Девочка не отозвалась. Она стояла у забора и бессмысленно ударяла молотком по пружинистой доске.
– Алла, ты где?
– Она занята, – ответил я за племянницу.
– Чем? – удивилась Леля.
– Вы думаете, маленькие дети только в рассыльные годятся? «Алла, спроси то, Алла, принеси это», – передразнил я. – Побелкой хотел заняться человек – не дали. Позвали копать огород и обманули. На крышу – нельзя. И так год за годом, год за годом. А потом: ах, попрыгунья-стрекоза выросла. Только и знает, что бессмысленно молотком бить по доске ради развлечения. Доска давно гвоздями приколочена, но это никого не волнует. Пусть бьет молотком по пустому месту, лишь бы не мешала.

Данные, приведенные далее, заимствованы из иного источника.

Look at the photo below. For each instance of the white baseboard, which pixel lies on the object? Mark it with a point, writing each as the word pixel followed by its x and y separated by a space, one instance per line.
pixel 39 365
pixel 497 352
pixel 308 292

Произнося свою речь, я выпрямился во весь рост на крыше, хотя это было опасно, и видел, с каким удивлением меня снизу рассматривают мама Рита и моя жена. Только Алла, не обращая внимания, била методично по доске.

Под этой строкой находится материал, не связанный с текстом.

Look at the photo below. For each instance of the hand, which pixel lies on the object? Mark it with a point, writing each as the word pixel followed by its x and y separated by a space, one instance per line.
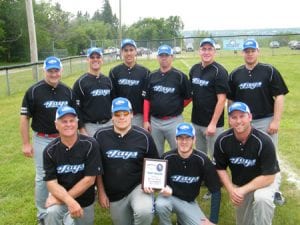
pixel 273 127
pixel 28 150
pixel 51 200
pixel 148 190
pixel 210 130
pixel 147 126
pixel 75 209
pixel 166 191
pixel 103 200
pixel 237 196
pixel 206 222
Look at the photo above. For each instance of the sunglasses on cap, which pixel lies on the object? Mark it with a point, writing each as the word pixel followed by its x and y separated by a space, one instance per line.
pixel 121 113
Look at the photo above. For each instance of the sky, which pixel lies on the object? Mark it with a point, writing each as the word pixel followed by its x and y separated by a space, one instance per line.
pixel 199 14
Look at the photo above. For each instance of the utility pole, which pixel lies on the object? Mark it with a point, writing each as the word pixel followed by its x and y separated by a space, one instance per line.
pixel 120 20
pixel 32 37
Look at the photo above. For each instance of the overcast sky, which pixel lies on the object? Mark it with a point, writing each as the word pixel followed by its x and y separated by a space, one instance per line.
pixel 201 14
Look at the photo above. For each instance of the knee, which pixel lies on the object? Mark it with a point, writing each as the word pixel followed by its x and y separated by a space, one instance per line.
pixel 263 197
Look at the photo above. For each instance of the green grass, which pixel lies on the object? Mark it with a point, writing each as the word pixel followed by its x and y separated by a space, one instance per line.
pixel 17 172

– Где молоток? – высунулась из двери баба Валя. – Я его давно ищу.
– У твоей внучки в руках.
Почувствовав, что все на нее смотрят, Алла с еще большей силой стала бить по доске. Молоток, отскакивая, вырывался из слабенькой руки и проносился около самой головы четырехгранным заостренным снарядом.
– Зайчик, – испуганно подбежала к ней баба Валя. – Зачем ты это делаешь? Ты так нечаянно можешь убить себя.

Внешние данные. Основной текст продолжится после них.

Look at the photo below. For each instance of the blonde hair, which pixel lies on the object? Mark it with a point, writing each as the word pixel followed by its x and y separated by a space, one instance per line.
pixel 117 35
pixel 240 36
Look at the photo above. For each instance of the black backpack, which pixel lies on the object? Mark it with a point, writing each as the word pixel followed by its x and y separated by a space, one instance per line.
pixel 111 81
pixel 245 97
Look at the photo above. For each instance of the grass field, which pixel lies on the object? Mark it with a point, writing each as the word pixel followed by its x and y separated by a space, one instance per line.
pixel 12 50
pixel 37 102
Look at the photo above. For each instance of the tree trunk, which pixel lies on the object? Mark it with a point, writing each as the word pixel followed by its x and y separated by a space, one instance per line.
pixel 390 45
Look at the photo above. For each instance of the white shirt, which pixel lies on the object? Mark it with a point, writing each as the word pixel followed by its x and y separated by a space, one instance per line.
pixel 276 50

– А я, может, хочу умереть. Убей меня.
– Ну-ка, дай сюда молоток. И не смей его больше никогда брать в руки. И уматывай в холодок от забора, пока я тебе уши не надрала за твои глупые слова.
Баба Валя пошла в дом, девочка двинулась за ней.
– Надери мне уши.
– Ты что, того? – спросил я с крыши.
– Не знаю, того или не того. Я еще не понимаю этого.
И она стала ходить за бабой Валей и клянчить:
– Надери мне уши.
– И надеру, дождешься.
– Надери, пожалуйста, мне уши.
– Все ты, все ты, – сказала мне жена. – Видишь, какое она себе премиленькое развлечение нашла.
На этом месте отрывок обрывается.